In some embodiments, optionally, fluid such as a wash solution or buffer may be supplied via a conduit 122 attached to the port 120. This fluid exits the top portion 102 via the channels 132 so as to enter into the cavity 106 and to the tissue being ground. Macerated tissue then passes through the filtering component 312 for collection into a receptacle such as the receptacle 320. As previously mentioned, other assays may also be performed onto the cell extract, including flow cytometry and purification of other extracted cellular constituents.

EXAMPLES

The examples described below illustrate non-limiting experiments conducted to demonstrate the efficacy of lymphocyte reinfusion after splenectomy.

Example 1
Animal Study Splenectomy

Balb/C infant female mice (Sasco, Omaha, Nebr.) weighing 20-25 grams were acquired for the purposes of the example. The mice were free from pathogens and kept in filter isolation throughout the course of study. They were housed in an accredited animal care facility at the CHOC Children's Hospital Research Institute Vivarium, and placed on a routine photoperiod with a regular temperature and given laboratory chow and water, all under standard guidelines.

The mice (excluding the control group) were then selected for splenectomy. The operative procedures were performed after the animal was induced with 2% halothane anesthesia and oxygen, and maintained on a constant flow of oxygen with 0.80% halothane delivered via a nose cone.

The abdomens of the mice were cleansed with Betadine solution and shaved. A midline abdominal incision was made, bringing the spleen into the field of view. The spleen was then removed, after cauterizing attached vessels, and placed in a sterile solution of PBS (NaCl 8 g/L, KCl 0.2 g/L, NaHPO₄1.15 g/L, KHPO₄0.2 g/L, pH 7.2) and kept on ice. The control group had the spleen mobilized and placed back into position without any other disruption. Incisional wounds were closed in two layers and further secured with surgical skin suture.

Example 2
Isolation of Splenic Lymphocytes

The spleens removed from the mice in Example 1 were then cut into 2 mm×2 mm squares and placed on a cell sorter sieve made from steel wire mesh and together placed over a 60×15 petri dish. Using a circular grinding motion, the pieces were pressed against the screen with the plunger of a 10 ml. syringe using PBS for irrigation until mostly fibrous tissue remained on the screen. Of course, it will be recognized that the tissue grinding device illustrated above in relation to FIG. 1-FIG. 7 may preferably be used.

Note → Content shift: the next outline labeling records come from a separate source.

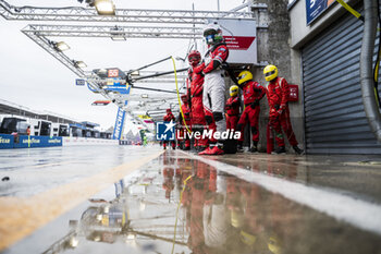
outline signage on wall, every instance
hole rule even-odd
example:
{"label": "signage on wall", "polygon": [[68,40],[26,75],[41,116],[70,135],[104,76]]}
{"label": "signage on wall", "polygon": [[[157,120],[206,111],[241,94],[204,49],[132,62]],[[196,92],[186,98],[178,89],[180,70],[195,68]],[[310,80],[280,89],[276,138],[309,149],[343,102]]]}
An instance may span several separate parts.
{"label": "signage on wall", "polygon": [[290,87],[290,96],[288,101],[298,101],[299,100],[299,87],[298,85],[288,85]]}
{"label": "signage on wall", "polygon": [[307,25],[317,19],[335,0],[306,0]]}
{"label": "signage on wall", "polygon": [[208,20],[222,28],[222,36],[229,48],[229,63],[258,64],[257,23],[244,20]]}

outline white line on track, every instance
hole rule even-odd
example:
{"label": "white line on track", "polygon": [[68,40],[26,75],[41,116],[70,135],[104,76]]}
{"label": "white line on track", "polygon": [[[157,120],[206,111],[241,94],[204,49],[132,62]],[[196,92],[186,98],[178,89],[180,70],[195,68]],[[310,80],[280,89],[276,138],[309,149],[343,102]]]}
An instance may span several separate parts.
{"label": "white line on track", "polygon": [[341,193],[329,192],[302,183],[269,177],[224,162],[204,158],[182,152],[193,159],[200,160],[220,171],[235,176],[247,182],[255,183],[266,190],[279,193],[287,199],[306,205],[352,226],[381,235],[381,206],[366,201],[356,199]]}

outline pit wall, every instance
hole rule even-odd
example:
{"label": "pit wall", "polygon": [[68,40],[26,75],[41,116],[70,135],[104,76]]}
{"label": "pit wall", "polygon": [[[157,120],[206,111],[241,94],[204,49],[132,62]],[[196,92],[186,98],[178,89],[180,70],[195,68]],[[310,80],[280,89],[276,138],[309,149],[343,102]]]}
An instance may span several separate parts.
{"label": "pit wall", "polygon": [[10,134],[0,134],[0,149],[37,148],[56,146],[86,146],[86,145],[119,145],[115,140],[62,136],[27,136],[14,137]]}

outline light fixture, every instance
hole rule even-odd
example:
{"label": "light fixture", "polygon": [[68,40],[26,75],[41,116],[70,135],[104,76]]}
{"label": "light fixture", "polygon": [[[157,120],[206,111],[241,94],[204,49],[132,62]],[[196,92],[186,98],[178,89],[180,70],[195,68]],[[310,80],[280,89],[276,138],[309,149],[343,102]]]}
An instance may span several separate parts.
{"label": "light fixture", "polygon": [[115,4],[112,0],[95,0],[94,5],[99,15],[115,15]]}
{"label": "light fixture", "polygon": [[139,76],[140,72],[139,71],[133,71],[132,73],[130,73],[130,75],[132,75],[132,76]]}
{"label": "light fixture", "polygon": [[60,41],[60,43],[56,43],[56,41],[51,41],[49,40],[49,44],[57,50],[57,51],[65,51],[67,49],[70,49],[69,45],[64,41]]}
{"label": "light fixture", "polygon": [[124,29],[115,25],[115,27],[111,28],[111,39],[115,41],[126,40]]}
{"label": "light fixture", "polygon": [[73,60],[73,63],[74,63],[74,66],[76,66],[76,68],[87,68],[87,64],[84,61],[74,61]]}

The solution was then centrifuged for ten minutes in a Beckman rotor at 1500 rpm, and the supernatant discarded. The pellet was resuspended in 10 ml of ACK lysing buffer (NH₄Cl 8.29 g/L, KHCO₄1 g/L, Na₄EDTA 37.2 mg/L, pH 7.2) and incubated for five minutes at room temperature with occasional shaking. Another 10 ml of PBS was added and the solution was centrifuged again for ten minutes at 1500 rpm, followed by discarding of the supernatant. The resulting pellet was washed in PBS twice, each time centrifuging for ten minutes at 1500 rpm.

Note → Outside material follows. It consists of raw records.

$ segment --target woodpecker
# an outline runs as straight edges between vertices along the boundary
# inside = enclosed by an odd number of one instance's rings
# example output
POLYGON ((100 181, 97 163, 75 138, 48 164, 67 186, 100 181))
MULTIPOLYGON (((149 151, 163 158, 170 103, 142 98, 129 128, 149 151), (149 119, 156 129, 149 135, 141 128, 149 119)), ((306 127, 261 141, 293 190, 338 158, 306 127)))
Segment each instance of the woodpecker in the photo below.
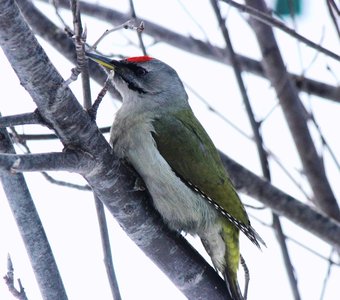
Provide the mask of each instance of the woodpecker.
POLYGON ((201 238, 233 299, 243 300, 237 281, 239 231, 258 247, 264 242, 250 225, 176 71, 149 56, 119 61, 87 56, 114 71, 113 83, 123 98, 111 128, 115 154, 143 178, 171 229, 201 238))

Finally, the pellet was resuspended in a 5 ml PBS, placed onto 20 ml of Ficoll/Paque gradient (Pharmacia LKB, Piscataway, N.J.) and centrifuged for 20 minutes at 1500 rpm with brakes off. The interphase layer was then aspirated out and washed in PBS (pH 7.22) three times. A cell sample stained with Trypan blue was placed on a haemocytometer and examined under the microscope for purity, viability, and counts.

Example 2A
Isolation of Splenocytes

The spleens removed from the mice in Example 1 were then cut into 2 mm×2 mm squares and placed on a cell sorter sieve made from steel wire mesh and together placed over a 60×15 petri dish. Using a circular grinding motion, the pieces were pressed against the screen with the plunger of a 10 ml syringe using PBS for irrigation until mostly fibrous tissue remained on the screen. Of course, it will be recognized that the tissue grinding device illustrated above in relation to FIG. 1-FIG. 7 may preferably be used.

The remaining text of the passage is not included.